BGB § 249 Abs. 2 S. 1
Leitsatz
Gelingt es dem Geschädigten entgegen der Einschätzung des von ihm beauftragten Sachverständigen zur Überzeugung des Tatrichters, die erforderliche Reparatur seines Fahrzeugs unter Berücksichtigung eines merkantilen Minderwerts innerhalb der 130 %-Grenze fachgerecht und in einem Umfang durchzuführen, wie ihn der Sachverständige zur Grundlage seiner Kostenschätzung gemacht hat, und stellt der Geschädigte damit den Zustand seines Fahrzeugs wie vor dem Unfall wieder her, um es nach der Reparatur weiter zu nutzen, kann er Ersatz des entstandenen Reparaturaufwands verlangen. (Rn.10)

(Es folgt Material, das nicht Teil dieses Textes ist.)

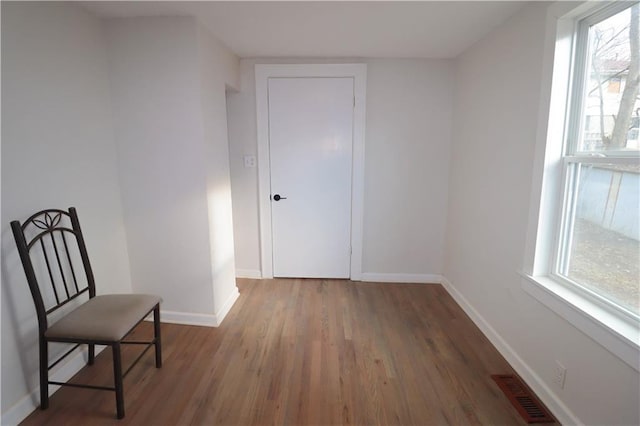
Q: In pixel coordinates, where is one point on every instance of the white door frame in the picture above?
(359, 74)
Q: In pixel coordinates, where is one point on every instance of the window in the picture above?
(583, 253)
(598, 247)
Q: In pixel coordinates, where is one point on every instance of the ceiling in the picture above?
(378, 29)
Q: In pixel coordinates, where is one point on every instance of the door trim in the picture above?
(359, 74)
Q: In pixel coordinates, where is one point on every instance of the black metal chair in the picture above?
(52, 264)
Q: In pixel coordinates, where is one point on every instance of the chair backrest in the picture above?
(54, 256)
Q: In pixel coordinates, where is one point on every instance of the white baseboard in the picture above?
(402, 278)
(188, 318)
(66, 370)
(205, 320)
(548, 397)
(249, 273)
(222, 313)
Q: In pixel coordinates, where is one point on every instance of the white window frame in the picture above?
(615, 329)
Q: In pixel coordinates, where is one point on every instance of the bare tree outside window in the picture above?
(600, 248)
(611, 120)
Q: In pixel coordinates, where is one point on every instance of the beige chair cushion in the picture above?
(105, 318)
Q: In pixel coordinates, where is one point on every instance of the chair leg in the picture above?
(156, 332)
(44, 374)
(92, 354)
(117, 378)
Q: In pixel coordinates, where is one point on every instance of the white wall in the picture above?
(168, 81)
(498, 90)
(219, 68)
(57, 151)
(409, 110)
(406, 154)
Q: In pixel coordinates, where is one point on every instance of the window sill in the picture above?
(617, 334)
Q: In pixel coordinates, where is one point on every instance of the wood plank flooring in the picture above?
(307, 352)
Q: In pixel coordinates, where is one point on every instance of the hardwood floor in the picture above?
(306, 352)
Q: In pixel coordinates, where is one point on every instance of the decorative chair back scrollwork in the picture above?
(56, 264)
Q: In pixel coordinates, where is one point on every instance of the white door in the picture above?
(310, 150)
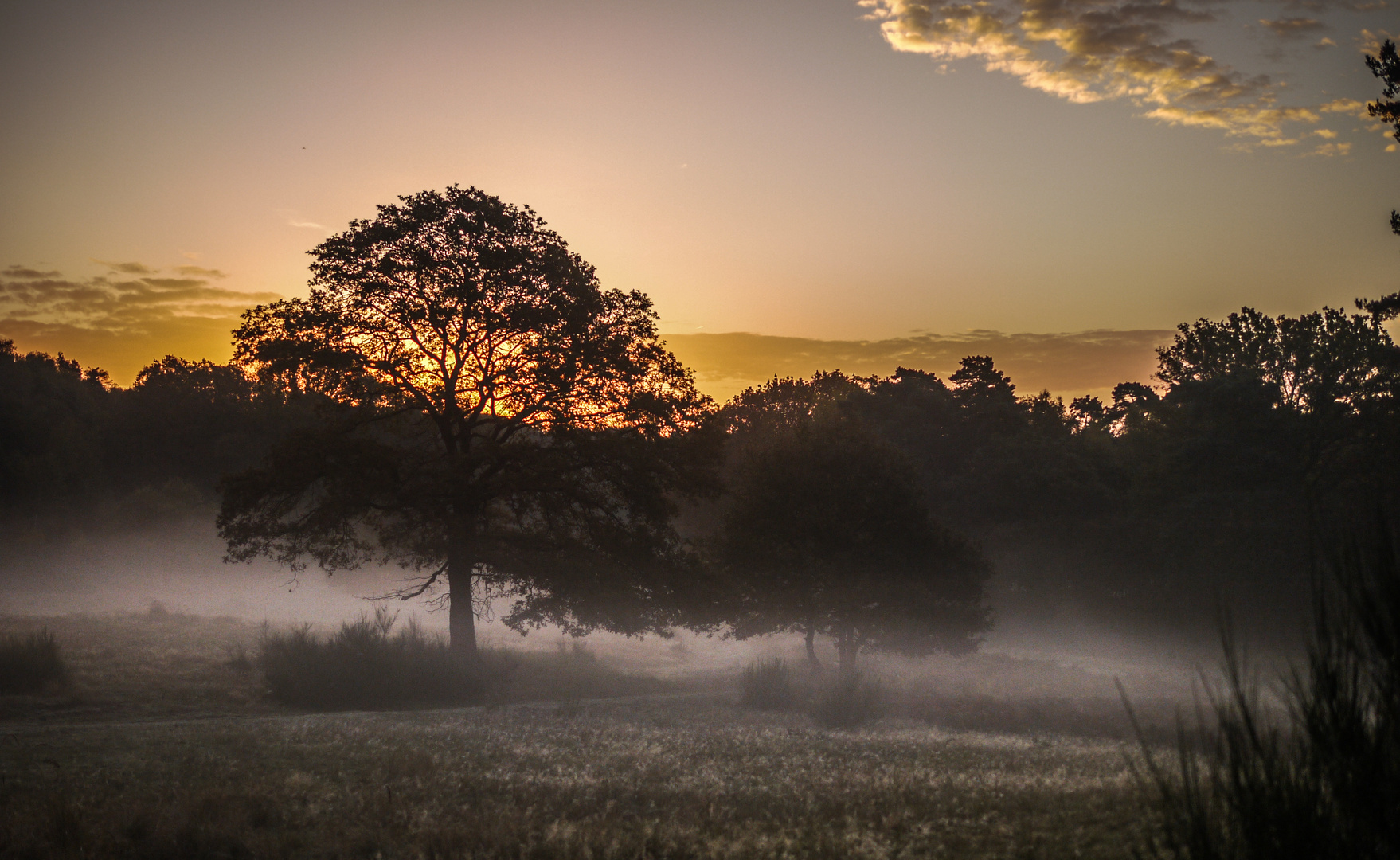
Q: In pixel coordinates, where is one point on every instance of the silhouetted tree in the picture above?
(493, 419)
(53, 416)
(1386, 110)
(825, 533)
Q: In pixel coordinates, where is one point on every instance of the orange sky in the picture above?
(854, 186)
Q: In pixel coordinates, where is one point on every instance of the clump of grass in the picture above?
(849, 702)
(768, 686)
(572, 673)
(1320, 780)
(29, 663)
(366, 666)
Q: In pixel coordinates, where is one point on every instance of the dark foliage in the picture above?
(491, 419)
(1320, 779)
(768, 686)
(29, 663)
(823, 531)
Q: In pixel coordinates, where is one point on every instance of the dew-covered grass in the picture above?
(166, 743)
(654, 776)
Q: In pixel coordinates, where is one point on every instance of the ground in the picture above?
(675, 773)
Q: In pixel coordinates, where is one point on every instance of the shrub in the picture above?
(768, 686)
(27, 664)
(1320, 780)
(367, 666)
(849, 702)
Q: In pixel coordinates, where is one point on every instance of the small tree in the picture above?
(493, 419)
(825, 533)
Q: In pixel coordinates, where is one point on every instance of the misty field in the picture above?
(679, 773)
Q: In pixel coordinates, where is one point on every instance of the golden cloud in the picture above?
(125, 319)
(1087, 51)
(1069, 365)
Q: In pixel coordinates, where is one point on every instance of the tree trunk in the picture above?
(846, 651)
(461, 614)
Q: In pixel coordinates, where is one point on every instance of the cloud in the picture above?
(127, 268)
(1292, 29)
(199, 272)
(125, 319)
(1088, 51)
(1066, 363)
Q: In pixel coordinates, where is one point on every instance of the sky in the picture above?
(798, 186)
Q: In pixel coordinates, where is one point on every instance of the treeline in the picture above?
(69, 437)
(1148, 507)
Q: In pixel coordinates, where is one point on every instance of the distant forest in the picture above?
(1204, 487)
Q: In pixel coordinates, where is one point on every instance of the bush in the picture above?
(768, 686)
(1319, 780)
(29, 663)
(849, 702)
(366, 666)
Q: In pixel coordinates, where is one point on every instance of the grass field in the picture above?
(203, 767)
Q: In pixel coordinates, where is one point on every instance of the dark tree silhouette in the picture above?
(823, 531)
(495, 419)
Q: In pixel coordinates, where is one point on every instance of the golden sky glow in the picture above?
(856, 186)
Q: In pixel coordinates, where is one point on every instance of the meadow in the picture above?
(205, 765)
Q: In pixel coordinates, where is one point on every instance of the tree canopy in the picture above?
(493, 418)
(825, 533)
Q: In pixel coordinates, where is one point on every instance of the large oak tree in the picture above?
(493, 420)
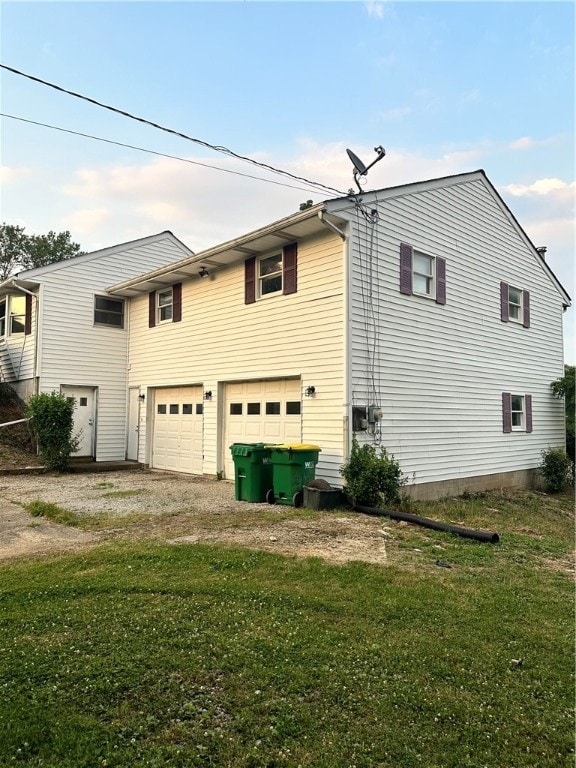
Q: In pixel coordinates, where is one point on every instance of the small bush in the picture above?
(52, 422)
(372, 477)
(556, 469)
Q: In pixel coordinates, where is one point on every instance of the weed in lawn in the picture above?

BGH, Urt. v. 16.11.2021 – VI ZR 100/20
Sachverhalt
[1] Der Kläger begehrt restlichen Schadensersatz aus einem Verkehrsunfall vom 3.2.2015, bei dem sein Fahrzeug durch ein von der Beklagten gehaltenes Fahrzeug beschädigt wurde. Die volle Haftung der Beklagten dem Grunde nach steht zwischen den Parteien außer Streit. Der vom Kläger nach dem Unfall mit der Begutachtung des Kraftfahrzeugschadens beauftragte Sachverständige ermittelte voraussichtliche Reparaturkosten in Höhe von 7.148,84 EUR brutto, einen Wiederbeschaffungswert des Fahrzeugs von 4.500 EUR brutto und einen Restwert von 1.210 EUR brutto. Die Beklagte regulierte den Schaden auf der Grundlage des Wiederbeschaffungsaufwands. Sie brachte von dem vom Sachverständigen geschätzten Wiederbeschaffungswert einen mit Hilfe einer Restwert-Online-Börse ermittelten Wert in Höhe von 1.420 EUR in Abzug und zahlte an den Kläger 3.080 EUR. Der Kläger ließ sein Fahrzeug bei der Dienstleistungsgesellschaft A. zum Preis von 5.695,49 EUR brutto reparieren und nutzte es weiter.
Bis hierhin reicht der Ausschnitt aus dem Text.